Action points from the first SCE meeting on Victim Assistance were so numerous that for purposes of organization, the work was sub-divided into five on-going "Network Groups." The WGVA facilitates two of these groups, Victim Assistance Reporting and Portfolio of Victim Assistance Programs. We also produced recommendations papers on each of the five topics, and participated, although minimally, in the other three groups. The groups include:

· Portfolio of Victim Assistance Programs: facilitated by WGVA

· Victim Assistance Reporting: facilitated by WGVA/HI

· Strategic Use of Guidelines: The WGVA encourages wide distribution and use of all existing guidelines

· Donor Coordination: The WGVA urges donors to support a range of activities through a range of partners/implementers in a range of countries

· Information and Data Collection: We promote the principle of data collection without harm to individual survivors

Development of the Portfolio of Victim Assistance Programs: As of March 2000, the Portfolio had forty-eight one-page program descriptions representing a range of victim assistance activities in twenty-one countries and seventeen organizations. By September 2000, in time for the Second Meeting of States Parties, the Portfolio will have at least doubled the number of entries. The following are excerpts from the introduction to the March 2000 version of the Portfolio, which explains both its purposes and its limitations:

The purposes of the Portfolio are:

· To raise awareness among governments, donors, and program implementers on the range of activities that constitute victim assistance.

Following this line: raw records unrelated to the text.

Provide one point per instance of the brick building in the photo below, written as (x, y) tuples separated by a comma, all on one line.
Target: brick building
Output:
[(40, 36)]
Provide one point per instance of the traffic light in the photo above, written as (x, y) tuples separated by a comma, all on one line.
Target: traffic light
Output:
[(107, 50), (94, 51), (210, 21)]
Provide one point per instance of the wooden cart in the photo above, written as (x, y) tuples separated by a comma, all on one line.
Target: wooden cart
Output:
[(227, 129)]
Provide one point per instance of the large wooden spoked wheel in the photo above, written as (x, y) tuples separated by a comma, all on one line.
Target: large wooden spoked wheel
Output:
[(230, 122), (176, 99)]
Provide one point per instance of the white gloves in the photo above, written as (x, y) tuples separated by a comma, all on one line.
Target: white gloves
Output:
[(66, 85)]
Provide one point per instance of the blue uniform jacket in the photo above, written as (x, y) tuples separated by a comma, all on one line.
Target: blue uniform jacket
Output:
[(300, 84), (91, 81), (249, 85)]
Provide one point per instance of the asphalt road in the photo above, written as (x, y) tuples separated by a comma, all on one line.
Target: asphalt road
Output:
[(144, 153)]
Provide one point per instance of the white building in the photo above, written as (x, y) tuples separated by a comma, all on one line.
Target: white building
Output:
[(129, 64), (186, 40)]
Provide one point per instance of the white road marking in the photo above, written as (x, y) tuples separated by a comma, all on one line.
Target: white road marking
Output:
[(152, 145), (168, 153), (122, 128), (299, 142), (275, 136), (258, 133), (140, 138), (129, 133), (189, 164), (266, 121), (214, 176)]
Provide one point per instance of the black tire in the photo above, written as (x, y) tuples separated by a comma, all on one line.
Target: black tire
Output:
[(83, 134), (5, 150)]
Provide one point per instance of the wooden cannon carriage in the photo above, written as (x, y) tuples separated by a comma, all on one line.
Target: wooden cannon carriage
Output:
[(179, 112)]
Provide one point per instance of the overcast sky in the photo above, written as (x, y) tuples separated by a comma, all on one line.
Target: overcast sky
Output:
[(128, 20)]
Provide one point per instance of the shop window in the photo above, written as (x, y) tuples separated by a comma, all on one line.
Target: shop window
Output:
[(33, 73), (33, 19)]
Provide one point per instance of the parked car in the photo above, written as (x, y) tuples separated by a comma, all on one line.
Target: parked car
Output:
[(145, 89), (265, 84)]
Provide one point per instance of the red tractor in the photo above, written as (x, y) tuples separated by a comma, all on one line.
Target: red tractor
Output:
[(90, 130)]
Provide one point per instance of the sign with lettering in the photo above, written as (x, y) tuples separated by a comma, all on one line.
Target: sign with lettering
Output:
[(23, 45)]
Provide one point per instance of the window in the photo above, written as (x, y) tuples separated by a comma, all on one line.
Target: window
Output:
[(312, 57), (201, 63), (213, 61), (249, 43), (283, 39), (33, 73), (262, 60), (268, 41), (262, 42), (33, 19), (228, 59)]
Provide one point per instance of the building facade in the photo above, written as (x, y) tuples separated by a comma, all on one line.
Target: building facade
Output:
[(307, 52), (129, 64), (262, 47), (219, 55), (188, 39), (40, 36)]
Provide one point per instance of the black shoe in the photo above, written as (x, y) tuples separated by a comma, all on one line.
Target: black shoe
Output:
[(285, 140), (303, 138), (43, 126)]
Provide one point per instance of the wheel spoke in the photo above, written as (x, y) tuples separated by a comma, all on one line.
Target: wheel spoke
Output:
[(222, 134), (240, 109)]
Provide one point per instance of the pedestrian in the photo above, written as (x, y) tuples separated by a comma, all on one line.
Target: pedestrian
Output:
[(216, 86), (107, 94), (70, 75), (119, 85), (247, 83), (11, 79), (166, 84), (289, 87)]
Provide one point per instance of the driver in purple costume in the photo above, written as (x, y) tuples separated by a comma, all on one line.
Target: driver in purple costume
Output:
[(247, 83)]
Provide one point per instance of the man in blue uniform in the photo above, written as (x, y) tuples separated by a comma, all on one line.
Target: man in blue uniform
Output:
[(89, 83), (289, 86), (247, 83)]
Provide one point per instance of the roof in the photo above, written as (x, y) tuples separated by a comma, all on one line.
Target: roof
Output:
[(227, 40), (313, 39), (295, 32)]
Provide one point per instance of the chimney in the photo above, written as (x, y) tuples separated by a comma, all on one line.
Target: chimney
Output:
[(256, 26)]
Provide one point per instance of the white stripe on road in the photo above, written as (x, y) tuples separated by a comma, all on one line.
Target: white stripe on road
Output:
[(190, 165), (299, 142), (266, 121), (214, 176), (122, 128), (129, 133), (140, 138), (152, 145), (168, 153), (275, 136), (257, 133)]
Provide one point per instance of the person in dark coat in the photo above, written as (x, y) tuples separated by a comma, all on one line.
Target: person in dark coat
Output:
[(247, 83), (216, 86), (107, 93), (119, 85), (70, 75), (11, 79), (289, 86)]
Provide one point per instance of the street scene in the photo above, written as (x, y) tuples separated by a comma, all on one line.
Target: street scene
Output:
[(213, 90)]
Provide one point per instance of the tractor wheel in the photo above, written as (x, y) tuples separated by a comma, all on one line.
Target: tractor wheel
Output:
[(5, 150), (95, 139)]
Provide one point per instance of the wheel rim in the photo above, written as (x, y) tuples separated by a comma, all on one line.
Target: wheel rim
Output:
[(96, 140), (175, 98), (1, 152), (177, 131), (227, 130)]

· To promote transparency among all actors in victim assistance.

· To highlight needs that have not been addressed due to lack of resources.

· To facilitate contact and information sharing among actors in victim assistance.

These limits of the Portfolio are important to clarify:

· Programs included in the Portfolio have not been judged or evaluated by the SCE-VA. Users are advised to make their own inquiries and judgments of the programs.

· The present edition is far from complete. Entries will be added on a continuous basis; active solicitation of entries from local NGOs and government programs is ongoing.

· The Portfolio is not a substitute for in-depth investigation into a country's national priorities and plans. It is merely a tool to use in the early stages of a full needs assessment.

· The SCE-VA supports the principle that national level assessments, long-term strategic planning, and government ownership of issues are crucial for the development of sustainable responses to the problems created by landmines. Programs included in the Portfolio do not necessarily contribute to the operationalization of this principle.

165 ICBL Guidelines for the Care and Rehabilitation of Survivors.